The federal indictment stems from the Jan. 28 narcotics raid HPD conducted on the 7800 block of Harding Street in Houston. The enforcement action resulted in the deaths of two residents at that location. 

Goines is charged with two counts of depriving the victims’ constitutional right to be secure against unreasonable searches. The indictment alleges Goines made numerous materially false statements in the state search warrant he obtained for their residence. The execution of that warrant containing these false statements resulted in the death of the two individuals as well as injuries to four other persons, according to the indictment.

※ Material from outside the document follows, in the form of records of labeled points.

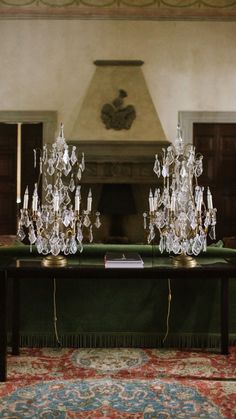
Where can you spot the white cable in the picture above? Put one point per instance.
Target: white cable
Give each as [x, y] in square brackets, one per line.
[55, 312]
[168, 311]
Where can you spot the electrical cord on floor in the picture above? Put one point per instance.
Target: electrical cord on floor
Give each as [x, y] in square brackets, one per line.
[168, 311]
[55, 312]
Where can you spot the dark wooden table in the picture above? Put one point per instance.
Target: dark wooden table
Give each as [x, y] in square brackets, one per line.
[218, 269]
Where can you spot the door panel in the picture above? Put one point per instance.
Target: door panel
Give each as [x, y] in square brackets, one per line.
[31, 138]
[8, 135]
[217, 143]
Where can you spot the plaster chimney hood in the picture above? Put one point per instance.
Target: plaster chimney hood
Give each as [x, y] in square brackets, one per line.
[109, 78]
[117, 126]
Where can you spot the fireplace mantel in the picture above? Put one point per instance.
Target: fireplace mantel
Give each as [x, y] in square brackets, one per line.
[120, 162]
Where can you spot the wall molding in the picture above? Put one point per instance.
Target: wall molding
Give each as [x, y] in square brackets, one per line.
[188, 118]
[48, 118]
[218, 10]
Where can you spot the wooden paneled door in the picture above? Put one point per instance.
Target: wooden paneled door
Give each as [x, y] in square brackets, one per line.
[217, 143]
[31, 137]
[8, 138]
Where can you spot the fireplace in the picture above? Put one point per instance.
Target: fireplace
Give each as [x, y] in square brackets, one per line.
[119, 130]
[120, 175]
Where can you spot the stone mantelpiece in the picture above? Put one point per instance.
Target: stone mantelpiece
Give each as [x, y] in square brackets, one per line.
[120, 162]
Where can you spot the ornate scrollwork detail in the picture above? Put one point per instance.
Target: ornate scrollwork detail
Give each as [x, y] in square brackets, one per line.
[114, 115]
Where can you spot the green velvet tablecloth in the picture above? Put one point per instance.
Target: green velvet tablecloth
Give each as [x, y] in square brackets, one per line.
[122, 313]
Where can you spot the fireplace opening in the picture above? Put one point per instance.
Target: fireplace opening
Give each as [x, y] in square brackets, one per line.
[117, 203]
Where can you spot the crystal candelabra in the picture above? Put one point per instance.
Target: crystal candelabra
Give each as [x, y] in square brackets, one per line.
[177, 210]
[57, 226]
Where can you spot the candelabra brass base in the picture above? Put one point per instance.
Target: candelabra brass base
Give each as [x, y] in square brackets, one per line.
[184, 261]
[54, 261]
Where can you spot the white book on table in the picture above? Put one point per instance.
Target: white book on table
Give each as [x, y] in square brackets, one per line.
[123, 260]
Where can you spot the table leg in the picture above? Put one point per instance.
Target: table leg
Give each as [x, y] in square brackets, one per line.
[3, 326]
[225, 316]
[15, 317]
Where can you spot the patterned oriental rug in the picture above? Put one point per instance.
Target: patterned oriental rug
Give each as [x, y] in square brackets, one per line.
[119, 383]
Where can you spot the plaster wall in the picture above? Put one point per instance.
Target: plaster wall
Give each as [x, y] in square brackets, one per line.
[48, 64]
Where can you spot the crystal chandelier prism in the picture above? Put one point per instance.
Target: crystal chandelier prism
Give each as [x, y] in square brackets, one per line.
[177, 209]
[57, 225]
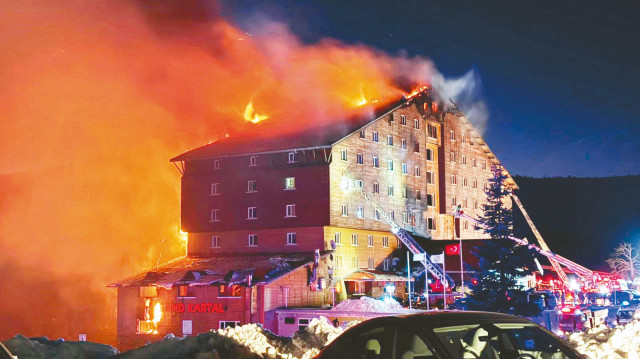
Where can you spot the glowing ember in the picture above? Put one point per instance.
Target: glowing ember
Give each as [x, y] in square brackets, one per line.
[416, 91]
[250, 115]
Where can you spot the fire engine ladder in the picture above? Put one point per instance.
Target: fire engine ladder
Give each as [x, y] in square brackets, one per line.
[583, 272]
[554, 263]
[407, 240]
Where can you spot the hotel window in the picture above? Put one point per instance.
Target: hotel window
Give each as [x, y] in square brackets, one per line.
[253, 240]
[429, 199]
[252, 186]
[229, 290]
[432, 131]
[214, 215]
[215, 241]
[252, 213]
[431, 178]
[290, 210]
[291, 238]
[290, 183]
[228, 324]
[431, 223]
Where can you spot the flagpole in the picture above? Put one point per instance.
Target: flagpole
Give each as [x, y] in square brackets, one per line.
[461, 271]
[445, 283]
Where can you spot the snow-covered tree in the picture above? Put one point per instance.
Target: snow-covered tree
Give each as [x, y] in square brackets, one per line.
[625, 261]
[502, 262]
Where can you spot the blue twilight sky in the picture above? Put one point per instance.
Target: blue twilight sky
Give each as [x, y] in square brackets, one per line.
[560, 78]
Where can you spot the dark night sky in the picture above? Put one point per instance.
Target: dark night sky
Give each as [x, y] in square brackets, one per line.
[560, 78]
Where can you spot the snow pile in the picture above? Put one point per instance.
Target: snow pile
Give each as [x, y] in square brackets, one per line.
[368, 304]
[43, 348]
[600, 343]
[249, 341]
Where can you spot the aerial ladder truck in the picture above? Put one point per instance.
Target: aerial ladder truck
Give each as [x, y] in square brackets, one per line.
[403, 235]
[556, 260]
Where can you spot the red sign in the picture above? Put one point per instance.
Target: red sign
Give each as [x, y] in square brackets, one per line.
[452, 249]
[197, 308]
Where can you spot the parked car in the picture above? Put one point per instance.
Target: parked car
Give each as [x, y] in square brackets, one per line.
[448, 335]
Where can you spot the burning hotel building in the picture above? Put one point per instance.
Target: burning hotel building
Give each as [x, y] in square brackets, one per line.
[271, 226]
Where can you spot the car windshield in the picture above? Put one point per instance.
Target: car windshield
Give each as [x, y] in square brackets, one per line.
[501, 341]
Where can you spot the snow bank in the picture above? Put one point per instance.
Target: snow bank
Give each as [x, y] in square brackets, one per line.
[247, 341]
[621, 342]
[43, 348]
[368, 304]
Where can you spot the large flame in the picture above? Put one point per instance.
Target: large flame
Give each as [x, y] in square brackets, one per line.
[250, 115]
[96, 96]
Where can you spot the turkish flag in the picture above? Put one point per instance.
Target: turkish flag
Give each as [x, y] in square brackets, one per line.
[453, 249]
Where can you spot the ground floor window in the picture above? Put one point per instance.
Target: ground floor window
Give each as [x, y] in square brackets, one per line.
[228, 324]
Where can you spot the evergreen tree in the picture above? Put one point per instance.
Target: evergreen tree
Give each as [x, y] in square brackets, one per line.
[502, 261]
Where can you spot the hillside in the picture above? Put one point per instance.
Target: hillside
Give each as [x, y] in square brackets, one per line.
[582, 219]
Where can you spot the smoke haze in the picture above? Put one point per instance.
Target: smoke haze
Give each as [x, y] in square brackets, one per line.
[97, 96]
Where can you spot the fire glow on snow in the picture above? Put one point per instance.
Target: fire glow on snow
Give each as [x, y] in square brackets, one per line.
[252, 341]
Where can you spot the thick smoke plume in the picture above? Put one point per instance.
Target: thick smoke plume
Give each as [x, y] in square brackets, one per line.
[97, 96]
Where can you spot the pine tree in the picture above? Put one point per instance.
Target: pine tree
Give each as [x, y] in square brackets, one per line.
[502, 261]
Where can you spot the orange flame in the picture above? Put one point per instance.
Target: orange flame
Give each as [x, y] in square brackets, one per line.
[250, 115]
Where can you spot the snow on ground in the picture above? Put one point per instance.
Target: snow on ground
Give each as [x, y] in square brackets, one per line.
[368, 304]
[601, 343]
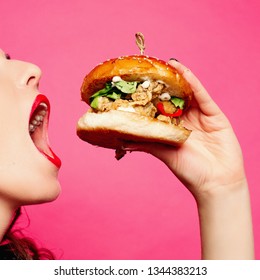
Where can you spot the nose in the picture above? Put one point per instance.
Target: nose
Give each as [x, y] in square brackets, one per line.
[31, 75]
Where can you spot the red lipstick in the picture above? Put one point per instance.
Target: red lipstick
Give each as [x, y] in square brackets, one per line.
[38, 128]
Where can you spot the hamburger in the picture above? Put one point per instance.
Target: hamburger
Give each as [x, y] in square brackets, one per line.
[134, 98]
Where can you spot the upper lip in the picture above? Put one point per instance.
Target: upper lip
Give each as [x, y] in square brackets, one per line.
[38, 128]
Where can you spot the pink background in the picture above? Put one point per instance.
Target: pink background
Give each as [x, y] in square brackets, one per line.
[134, 208]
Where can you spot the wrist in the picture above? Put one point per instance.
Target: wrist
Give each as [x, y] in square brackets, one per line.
[221, 192]
[226, 222]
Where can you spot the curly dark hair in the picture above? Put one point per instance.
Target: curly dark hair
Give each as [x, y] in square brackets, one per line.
[22, 247]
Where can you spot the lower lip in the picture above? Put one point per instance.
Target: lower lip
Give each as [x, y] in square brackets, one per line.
[52, 157]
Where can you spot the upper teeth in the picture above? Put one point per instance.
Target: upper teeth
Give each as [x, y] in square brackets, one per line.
[38, 118]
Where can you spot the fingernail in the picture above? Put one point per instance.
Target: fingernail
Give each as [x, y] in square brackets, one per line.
[174, 59]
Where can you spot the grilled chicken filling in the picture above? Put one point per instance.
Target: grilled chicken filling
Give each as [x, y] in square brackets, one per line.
[147, 99]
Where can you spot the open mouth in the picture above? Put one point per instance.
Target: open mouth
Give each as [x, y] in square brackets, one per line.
[38, 128]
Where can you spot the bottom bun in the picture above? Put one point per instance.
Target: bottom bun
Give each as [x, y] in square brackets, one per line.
[113, 128]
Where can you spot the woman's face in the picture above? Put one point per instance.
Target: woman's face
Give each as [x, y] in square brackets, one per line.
[28, 167]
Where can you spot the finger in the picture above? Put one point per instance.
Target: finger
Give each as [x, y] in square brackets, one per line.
[205, 102]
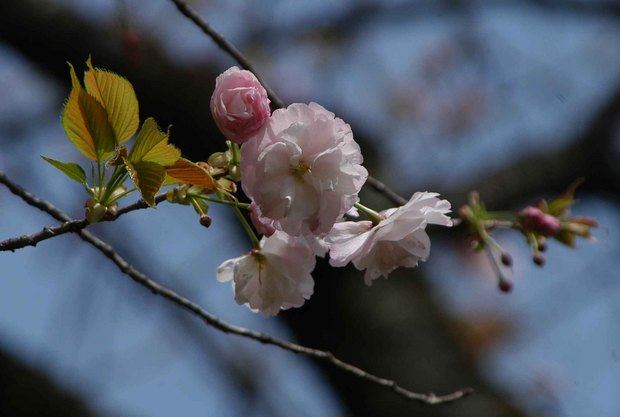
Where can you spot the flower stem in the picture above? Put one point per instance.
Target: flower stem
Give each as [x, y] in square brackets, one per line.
[230, 203]
[244, 223]
[375, 217]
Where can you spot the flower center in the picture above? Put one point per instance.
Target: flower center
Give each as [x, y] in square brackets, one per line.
[301, 168]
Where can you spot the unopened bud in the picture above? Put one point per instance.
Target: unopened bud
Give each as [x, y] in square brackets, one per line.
[95, 211]
[234, 173]
[536, 220]
[205, 220]
[542, 245]
[505, 285]
[538, 258]
[218, 160]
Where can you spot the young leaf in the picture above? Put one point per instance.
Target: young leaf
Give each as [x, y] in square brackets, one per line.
[188, 172]
[86, 123]
[152, 145]
[148, 177]
[72, 170]
[148, 159]
[117, 97]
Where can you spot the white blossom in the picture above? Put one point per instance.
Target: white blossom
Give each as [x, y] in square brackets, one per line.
[399, 239]
[276, 276]
[303, 170]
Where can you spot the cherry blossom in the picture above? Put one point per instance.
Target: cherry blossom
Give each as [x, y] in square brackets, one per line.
[276, 276]
[399, 239]
[239, 104]
[303, 171]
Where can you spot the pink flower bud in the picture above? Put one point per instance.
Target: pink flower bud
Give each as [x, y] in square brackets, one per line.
[536, 220]
[239, 104]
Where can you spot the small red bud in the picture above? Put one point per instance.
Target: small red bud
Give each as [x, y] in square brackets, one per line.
[538, 258]
[542, 245]
[505, 285]
[205, 220]
[536, 220]
[506, 259]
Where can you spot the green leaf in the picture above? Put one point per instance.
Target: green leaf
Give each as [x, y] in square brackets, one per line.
[148, 159]
[152, 145]
[86, 123]
[117, 97]
[188, 172]
[148, 177]
[71, 169]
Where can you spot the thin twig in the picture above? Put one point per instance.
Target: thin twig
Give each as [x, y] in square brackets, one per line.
[68, 226]
[230, 49]
[219, 39]
[213, 320]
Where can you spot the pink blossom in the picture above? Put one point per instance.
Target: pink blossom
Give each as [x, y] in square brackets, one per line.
[536, 220]
[276, 276]
[239, 104]
[399, 239]
[303, 171]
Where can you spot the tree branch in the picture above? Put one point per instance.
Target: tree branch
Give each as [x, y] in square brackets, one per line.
[230, 49]
[68, 226]
[212, 320]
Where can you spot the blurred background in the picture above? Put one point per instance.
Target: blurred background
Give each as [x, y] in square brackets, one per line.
[515, 99]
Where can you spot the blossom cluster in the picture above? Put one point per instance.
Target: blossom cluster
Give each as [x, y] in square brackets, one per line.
[302, 170]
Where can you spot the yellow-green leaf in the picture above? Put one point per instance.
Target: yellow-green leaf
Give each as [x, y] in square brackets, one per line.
[86, 123]
[148, 177]
[188, 172]
[70, 169]
[117, 97]
[152, 145]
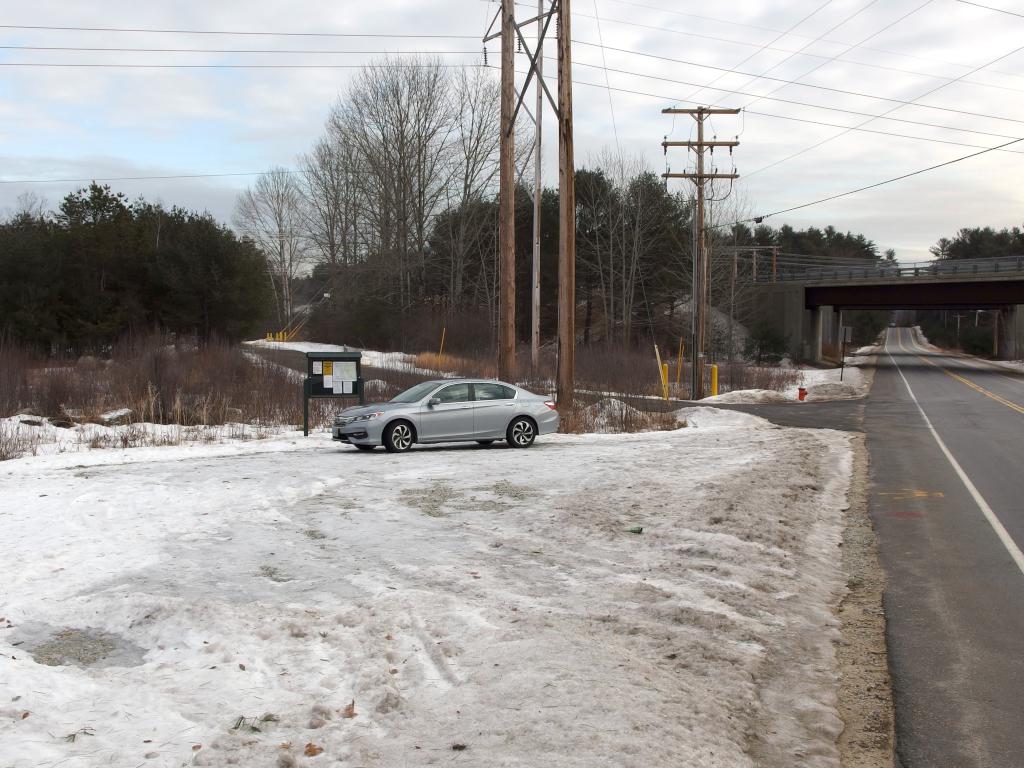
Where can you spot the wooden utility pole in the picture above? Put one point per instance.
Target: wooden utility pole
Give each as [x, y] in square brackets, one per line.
[535, 323]
[565, 386]
[506, 206]
[510, 109]
[699, 278]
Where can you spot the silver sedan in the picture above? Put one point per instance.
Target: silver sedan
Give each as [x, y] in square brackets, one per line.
[450, 411]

Goines and Bryant are charged with obstructing justice by falsifying records. Goines allegedly made several false statements in his tactical plan and offense report prepared in connection with that search warrant. The indictment alleges Bryant falsely claimed in a supplemental case report he had previously assisted Goines in the Harding Street investigation. Bryant allegedly identified a brown powdery substance (heroin) he retrieved from Goines’ vehicle as narcotics purchased from the Harding Street residence Jan. 27.

Goines is further charged with three separate counts of obstructing an official proceeding. The federal grand jury alleges Goines falsely stated Jan. 30 that a particular confidential informant had purchased narcotics at the Harding Street location three days prior. He also falsely stated Jan. 31 that a different confidential informant purchased narcotics at that residence that day, according to the charges. On Feb. 13, he also falsely claimed he had purchased narcotics at that residence on that day. The indictment alleges none of these statements were true.

The charges against Garcia allege she conveyed false information by making several fake 911 calls. Specifically, on Jan. 8, she allegedly made several calls claiming her daughter was inside the Harding Street location. According to the indictment, Garcia added that the residents of the home were addicts and drug dealers and that they had guns – including machine guns – inside the home. The charges allege none of Garcia’s claims were true.

If convicted of the civil rights charges, Goines faces up to life in prison. Each obstruction count carries a potential 20-year sentence, while Garcia faces a five-year term of imprisonment for conveying false information.

The FBI is conducting the investigation. Assistant U.S. Attorneys Alamdar S. Hamdani, Arthur R. Jones and Sharad S. Khandelwal, and Special Litigation Counsel Jared Fishman of the Department of Justice’s Civil Rights Division, are prosecuting the case. 

An indictment is a formal accusation of criminal conduct, not evidence. A defendant is presumed innocent unless convicted through due process of law.